The service charge account for the financial year 2024 to 2025

  1. The resident complained that the weekly service charge amount provided for the 2024 to 2025 was not equal to the annual charge divided by the number of weeks in that year. He noted there is a difference of 30p per week and requested this be adjusted.
  2. In the landlord’s stage 1 response, it explained that it was looking into the matter, but it could not give a specific date for when it would provide an answer. It would have been appropriate for the landlord to have provided a timeframe of when it would have finished its investigation, or otherwise of when it would provide an update, in order to manage the resident’s expectations.
  3. The landlord followed up on its stage 1 response and provided its calculations to show why it considered that the amount advertised was correct. The landlord’s response was appropriate because it demonstrated it had looked into the matter and provided a clear position.
  4. The landlord’s internal correspondence has been considered by us in our investigation of this complaint. We can see that the landlord took steps to discuss the matter internally with the relevant members of staff. This was appropriate and demonstrates that the landlord was taking the matter seriously. It also invited the resident to its offices so it could discuss the service charges in person, but the resident declined. Nevertheless, this was a reasonable offer to make.
  5. In its stage 2 response, the landlord acknowledged and apologised that it had not responded to the resident’s queries about the service charge in a timely manner and had not provided any updates outside of its complaint response.

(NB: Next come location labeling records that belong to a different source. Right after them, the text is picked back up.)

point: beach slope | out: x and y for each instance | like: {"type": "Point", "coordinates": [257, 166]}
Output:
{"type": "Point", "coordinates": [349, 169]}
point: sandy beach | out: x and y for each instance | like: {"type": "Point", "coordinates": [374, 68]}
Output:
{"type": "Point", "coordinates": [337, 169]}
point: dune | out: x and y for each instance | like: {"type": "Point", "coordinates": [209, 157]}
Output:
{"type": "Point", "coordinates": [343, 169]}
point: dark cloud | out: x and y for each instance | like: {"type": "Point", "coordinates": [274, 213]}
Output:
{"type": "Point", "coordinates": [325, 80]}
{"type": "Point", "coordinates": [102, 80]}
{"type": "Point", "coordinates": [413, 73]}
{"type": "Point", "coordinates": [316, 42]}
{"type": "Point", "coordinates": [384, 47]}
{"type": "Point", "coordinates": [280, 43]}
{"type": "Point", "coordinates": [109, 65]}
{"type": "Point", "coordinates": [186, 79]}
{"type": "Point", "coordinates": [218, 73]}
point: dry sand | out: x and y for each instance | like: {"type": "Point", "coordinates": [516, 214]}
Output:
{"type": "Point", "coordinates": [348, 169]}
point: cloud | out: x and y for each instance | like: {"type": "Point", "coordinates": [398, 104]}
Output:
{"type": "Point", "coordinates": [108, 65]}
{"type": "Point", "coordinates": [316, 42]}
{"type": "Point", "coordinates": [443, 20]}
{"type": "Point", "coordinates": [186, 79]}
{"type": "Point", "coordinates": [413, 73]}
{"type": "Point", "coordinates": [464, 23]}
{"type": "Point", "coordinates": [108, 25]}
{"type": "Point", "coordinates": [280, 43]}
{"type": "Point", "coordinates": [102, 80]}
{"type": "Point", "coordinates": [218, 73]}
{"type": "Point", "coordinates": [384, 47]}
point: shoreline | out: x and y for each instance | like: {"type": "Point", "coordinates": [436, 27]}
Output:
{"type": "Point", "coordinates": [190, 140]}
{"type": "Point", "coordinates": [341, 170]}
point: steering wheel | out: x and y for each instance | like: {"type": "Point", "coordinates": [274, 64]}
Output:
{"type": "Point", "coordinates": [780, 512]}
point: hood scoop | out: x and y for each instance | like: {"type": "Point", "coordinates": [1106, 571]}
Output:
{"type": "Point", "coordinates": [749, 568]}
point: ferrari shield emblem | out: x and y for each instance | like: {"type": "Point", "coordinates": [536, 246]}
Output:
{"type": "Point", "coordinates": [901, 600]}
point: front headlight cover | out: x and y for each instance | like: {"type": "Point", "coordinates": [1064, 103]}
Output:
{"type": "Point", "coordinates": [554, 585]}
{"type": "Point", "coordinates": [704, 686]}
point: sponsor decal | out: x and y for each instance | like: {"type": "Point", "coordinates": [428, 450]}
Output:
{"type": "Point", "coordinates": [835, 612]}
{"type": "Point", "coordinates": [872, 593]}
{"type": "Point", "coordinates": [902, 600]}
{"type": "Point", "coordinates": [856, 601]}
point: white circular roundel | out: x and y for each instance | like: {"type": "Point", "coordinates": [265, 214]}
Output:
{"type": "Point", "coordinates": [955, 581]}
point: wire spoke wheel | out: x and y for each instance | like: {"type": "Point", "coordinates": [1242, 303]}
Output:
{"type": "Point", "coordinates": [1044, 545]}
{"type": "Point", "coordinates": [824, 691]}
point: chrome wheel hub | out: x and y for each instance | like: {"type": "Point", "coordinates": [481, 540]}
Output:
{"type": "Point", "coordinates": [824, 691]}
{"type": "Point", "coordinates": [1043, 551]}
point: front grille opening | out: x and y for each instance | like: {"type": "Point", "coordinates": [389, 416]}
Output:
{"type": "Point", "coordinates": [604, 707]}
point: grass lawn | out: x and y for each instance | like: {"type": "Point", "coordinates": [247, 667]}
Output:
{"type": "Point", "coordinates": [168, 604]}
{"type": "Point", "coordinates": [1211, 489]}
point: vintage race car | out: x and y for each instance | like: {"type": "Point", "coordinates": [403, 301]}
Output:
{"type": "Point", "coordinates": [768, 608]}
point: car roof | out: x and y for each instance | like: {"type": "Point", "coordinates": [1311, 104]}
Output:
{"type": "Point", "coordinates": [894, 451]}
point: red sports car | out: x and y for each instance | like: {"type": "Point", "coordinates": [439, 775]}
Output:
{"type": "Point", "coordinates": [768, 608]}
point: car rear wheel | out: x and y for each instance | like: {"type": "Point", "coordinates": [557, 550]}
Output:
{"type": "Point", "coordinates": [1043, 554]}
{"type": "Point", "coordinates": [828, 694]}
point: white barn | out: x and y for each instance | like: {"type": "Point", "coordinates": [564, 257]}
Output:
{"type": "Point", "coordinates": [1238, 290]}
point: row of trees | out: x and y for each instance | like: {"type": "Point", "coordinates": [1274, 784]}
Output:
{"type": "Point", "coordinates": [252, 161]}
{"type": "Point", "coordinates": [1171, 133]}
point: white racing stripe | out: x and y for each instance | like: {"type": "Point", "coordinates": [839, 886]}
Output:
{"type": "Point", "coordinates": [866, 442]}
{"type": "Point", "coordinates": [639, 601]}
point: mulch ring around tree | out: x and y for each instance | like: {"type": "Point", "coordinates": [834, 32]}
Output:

Given that the resident had asserted that the landlord’s calculations in its stage 1 response were not correct, it would have been appropriate for the landlord to address this in its response. The resident had to repeat his query to receive a response which caused inconvenience. 
  6. In the landlord’s stage 2 follow up email to the resident, it explained that the weekly service charge payments the resident was making meant there would be a slight overpayment of £4.24 for the year 2024 to 2025. It noted that this was in relation to estimated costs rather than confirmed costs, and if it reduced the resident’s payment there was a risk of underpayment by the end of the year. The landlord’s policy entitles it to keep hold of small surpluses for its reserve fund, as a result the landlord was following its policy with its decision not to refund the resident the surplus.
  7. Overall, the resident was inconvenienced by not knowing when he would receive a response to his query and had to chase the landlord when it did not respond to all the points he had raised. The landlord offered the resident £50 to reflect the delay in confirming the correct weekly service charge contribution, and £100 in recognition of its delay in reviewing and responding to the resident’s complaint. We consider that the landlord’s offer is reflective of the failures noted and is in line with our remedies guidance. A finding of reasonable redress is made on the understanding that the £150 offered is paid to the resident, if it has not already done so.

Determination

  1. In accordance with paragraph 53.b. of the Housing Ombudsman Scheme, there was a reasonable offer of redress in the landlord’s handling of the resident’s queries about the service charge account for the financial year 2022 to 2023.
  2. In accordance with paragraph 53.b. of the Housing Ombudsman Scheme, there was a reasonable offer of redress in the landlord’s handling of the resident’s queries about the service charge account for the financial year 2024 to 2025. 

Recommendations

  1. The landlord should pay the resident its compensation offer of £300, if it has not already done so.